The Communists targeted class enemies, while the Nazis targeted racial ones, but this was a less important distinction than you think: if you were a kulak and became poor, you were now a poor kulak, not a proletarian... and in practice, Lenin and especially Stalin managed to off an awfully large number of race enemies anyways.

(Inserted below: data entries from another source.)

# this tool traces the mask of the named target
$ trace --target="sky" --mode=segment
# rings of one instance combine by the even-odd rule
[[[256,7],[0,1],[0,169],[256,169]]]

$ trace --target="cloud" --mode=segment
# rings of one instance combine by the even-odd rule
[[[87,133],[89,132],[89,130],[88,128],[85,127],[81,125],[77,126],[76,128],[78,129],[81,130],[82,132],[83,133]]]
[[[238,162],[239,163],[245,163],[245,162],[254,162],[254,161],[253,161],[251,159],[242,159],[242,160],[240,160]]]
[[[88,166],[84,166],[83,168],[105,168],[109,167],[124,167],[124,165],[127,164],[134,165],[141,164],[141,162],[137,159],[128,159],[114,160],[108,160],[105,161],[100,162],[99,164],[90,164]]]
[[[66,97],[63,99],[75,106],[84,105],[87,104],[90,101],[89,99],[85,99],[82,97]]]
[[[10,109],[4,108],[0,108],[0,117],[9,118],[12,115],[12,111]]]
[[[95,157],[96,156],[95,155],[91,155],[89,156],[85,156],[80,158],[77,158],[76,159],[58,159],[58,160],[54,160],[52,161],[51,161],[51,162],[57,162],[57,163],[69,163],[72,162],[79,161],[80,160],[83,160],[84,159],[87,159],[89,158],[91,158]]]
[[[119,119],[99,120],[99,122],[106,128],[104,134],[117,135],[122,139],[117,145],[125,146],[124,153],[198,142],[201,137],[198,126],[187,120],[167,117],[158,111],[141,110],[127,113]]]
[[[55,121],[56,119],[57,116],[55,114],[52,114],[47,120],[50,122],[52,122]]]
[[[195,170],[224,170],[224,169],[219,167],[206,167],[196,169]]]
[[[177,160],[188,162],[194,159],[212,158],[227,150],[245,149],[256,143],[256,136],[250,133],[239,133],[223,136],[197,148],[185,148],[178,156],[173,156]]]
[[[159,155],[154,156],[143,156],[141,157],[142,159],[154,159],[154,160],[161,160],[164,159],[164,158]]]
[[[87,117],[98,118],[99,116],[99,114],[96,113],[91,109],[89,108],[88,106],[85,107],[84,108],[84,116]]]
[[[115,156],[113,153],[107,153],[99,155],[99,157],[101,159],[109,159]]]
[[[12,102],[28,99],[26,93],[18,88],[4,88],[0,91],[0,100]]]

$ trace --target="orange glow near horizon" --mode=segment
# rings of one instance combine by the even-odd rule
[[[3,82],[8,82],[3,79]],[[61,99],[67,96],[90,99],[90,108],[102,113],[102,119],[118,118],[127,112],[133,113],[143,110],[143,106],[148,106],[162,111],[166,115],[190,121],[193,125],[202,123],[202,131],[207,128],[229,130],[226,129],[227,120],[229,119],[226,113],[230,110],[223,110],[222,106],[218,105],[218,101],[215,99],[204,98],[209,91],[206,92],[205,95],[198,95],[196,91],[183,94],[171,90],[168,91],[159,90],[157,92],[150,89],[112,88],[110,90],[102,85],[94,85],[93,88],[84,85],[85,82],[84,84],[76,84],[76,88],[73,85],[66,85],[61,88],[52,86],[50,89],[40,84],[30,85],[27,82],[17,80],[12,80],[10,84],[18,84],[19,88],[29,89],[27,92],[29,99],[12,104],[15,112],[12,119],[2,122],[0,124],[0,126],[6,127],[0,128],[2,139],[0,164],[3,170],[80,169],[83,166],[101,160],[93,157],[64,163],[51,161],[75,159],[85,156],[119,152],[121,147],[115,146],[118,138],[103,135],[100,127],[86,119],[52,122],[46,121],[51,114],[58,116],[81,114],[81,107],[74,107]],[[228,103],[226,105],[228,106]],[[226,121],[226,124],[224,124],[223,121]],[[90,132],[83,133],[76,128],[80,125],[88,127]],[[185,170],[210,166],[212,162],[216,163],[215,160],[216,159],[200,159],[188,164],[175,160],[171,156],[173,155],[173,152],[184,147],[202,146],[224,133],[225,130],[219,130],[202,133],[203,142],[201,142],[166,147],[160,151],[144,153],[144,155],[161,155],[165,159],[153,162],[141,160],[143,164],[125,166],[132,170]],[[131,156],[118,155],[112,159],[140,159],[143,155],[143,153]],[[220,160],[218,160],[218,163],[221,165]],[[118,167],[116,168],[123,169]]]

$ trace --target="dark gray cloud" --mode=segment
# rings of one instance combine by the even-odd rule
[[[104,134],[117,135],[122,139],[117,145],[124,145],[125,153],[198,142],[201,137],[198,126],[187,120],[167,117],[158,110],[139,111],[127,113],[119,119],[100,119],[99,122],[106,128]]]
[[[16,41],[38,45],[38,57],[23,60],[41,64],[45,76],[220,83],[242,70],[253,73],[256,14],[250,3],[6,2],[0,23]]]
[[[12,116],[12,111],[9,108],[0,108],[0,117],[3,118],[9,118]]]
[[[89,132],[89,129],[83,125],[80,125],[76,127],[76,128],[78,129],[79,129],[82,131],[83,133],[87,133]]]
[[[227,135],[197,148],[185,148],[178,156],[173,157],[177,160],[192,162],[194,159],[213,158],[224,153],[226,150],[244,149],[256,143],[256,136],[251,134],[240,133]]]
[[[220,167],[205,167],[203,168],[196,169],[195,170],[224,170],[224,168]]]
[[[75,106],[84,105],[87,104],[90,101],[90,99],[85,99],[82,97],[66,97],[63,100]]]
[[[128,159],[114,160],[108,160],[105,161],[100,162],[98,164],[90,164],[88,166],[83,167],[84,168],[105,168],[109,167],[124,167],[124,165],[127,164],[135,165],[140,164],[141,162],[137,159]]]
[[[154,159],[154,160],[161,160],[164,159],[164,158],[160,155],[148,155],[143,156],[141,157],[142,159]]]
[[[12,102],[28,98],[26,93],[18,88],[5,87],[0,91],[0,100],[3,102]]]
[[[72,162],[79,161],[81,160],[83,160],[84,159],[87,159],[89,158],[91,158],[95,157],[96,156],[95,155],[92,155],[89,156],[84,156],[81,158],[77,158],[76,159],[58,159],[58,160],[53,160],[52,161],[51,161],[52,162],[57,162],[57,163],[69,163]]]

Edit: For the "worst _criminals_" part, as opposed to "worst faction": look at the crimes that the Nazis committed, that the Japanese committed, and that the Western Allies committed; Stalin committed crimes of the same categories, including crimes which one of these three groups did commit and the other two did not. The Winter War was Stalin's Manchuria; Berlin was his Nanking; his artillery bombardments of cities were his strategic bombing; the Molotov-Ribbentrop Pact was his Molotov-Ribbentrop Pact; his extermination of the Ukranians and the kulaks was his Holocaust (remember: a kulak was a class enemy, but a kulak who became poor was now a poor kulak, not a proletarian); and he committed the Katyn Forest massacre, which was on a larger scale than any comparable massacre done by anyone else.

1 comments

The worst criminals in that war were the Communists

Stalin's purges predate 1941 when SU entered the war. So they aren't part of the same war, unless you also want to add the extermination of native americans to the list of WW2 crimes.

And what was wrong with the winter war? A plain old war of agression, sure, but I don't think there were any war crimes?

The Winter War, like Manchuria, was a "crime against peace" by the standard of Nuremberg; that establishes that Stalin, like both Hitler and Hirohito, had launched a small aggressive war prior to WWII.

The purges were not part of the war any more than the Holocaust was part of the war (pointed out at Adolf Eichmann's trial: the continued prosecution of the Holocaust actively impeded the Nazi war effort, especially by clogging up the railroad network); but I wanted to make it clear that Stalin as well as Hitler exterminated large numbers of his subjects during his "reign."

Well, "the crime against peace" is a single-serving "let's stick something on them" charge. US engaged in multiple aggressive conquests after WW2 without anyone even mentioning the word "crime" in a serious context. So aggressive conquest is a common practice, whereas civilian massacre is universally frowned upon - a big difference in my mind.

I can see how to tie holocaust to WW2 - the regime which perpetrated the former has then also started the latter. Stalin didn't launch the WW2, but then you can argue he did set it in motion with the Ribbentrop-Molotov pact making both the purges and the WW2 part of his empire-building. Good point, I agree.